# What is the vertex form of y=-4x^2 -x-3?

Oct 17, 2017

$y = - 4 {\left(x + \frac{1}{8}\right)}^{2} - \frac{47}{16}$

#### Explanation:

Begin by grouping the terms involving $x$ together.

$y = \left(- 4 {x}^{2} - x\right) - 3$

Factor out $- 4$ from the $x$ terms.

$y = - 4 \left({x}^{2} + \frac{1}{4} x\right) - 3$

Complete the square. Using the formula ${\left(\frac{b}{2}\right)}^{2}$ we get ${\left(\frac{- \frac{1}{4}}{2}\right)}^{2} = {\left(- \frac{1}{8}\right)}^{2} = \frac{1}{64}$.

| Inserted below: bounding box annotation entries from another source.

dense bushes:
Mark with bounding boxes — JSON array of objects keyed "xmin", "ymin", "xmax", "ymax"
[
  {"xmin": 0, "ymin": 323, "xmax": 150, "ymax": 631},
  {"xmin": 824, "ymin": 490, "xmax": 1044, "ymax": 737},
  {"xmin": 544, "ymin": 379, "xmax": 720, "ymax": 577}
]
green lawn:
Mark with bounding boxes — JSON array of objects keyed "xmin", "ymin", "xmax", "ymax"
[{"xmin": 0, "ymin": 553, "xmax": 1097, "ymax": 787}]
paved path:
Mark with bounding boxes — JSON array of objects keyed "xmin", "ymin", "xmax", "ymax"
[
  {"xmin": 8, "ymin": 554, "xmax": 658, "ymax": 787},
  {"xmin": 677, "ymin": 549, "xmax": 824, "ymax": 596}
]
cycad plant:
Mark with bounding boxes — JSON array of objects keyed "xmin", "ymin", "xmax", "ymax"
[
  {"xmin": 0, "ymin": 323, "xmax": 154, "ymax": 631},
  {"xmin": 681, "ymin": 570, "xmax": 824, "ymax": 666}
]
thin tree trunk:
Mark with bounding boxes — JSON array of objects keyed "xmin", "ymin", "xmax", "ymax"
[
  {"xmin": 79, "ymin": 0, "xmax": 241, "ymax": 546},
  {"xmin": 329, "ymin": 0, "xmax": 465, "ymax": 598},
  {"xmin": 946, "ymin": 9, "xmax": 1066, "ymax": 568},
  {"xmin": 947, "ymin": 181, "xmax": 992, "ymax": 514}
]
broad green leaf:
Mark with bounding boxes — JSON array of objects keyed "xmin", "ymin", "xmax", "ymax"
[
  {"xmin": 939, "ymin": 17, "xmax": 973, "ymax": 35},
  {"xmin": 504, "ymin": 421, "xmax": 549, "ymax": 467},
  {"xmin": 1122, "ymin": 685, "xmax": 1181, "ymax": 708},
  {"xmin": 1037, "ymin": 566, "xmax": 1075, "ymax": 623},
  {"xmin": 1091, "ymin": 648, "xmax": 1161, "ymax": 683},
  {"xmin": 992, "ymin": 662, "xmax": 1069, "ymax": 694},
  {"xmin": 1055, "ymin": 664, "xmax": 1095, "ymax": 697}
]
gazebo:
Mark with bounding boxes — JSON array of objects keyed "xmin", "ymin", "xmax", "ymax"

We now know that to complete the square by adding $\frac{1}{64}$ within the parentheses. Because we are adding $\frac{1}{64}$, we must also subtract the amount by which it changed the problem.

$y = - 4 \left({x}^{2} + \frac{1}{4} x + \frac{1}{6464} /\right) - 3 + \frac{1}{16}$

Since the $\frac{1}{16}$ is within the parentheses, it is multiplied by $- 4$, meaning overall, it changes the problem by $- \frac{1}{16}$. To undo this change, we add $\frac{1}{16}$ outside the parentheses.

Now that we completed the square, the terms involving $x$ can be factored like so:

$y = - 4 {\left(x + \frac{1}{8}\right)}^{2} - \frac{47}{16}$

The equation is now written in vertex form.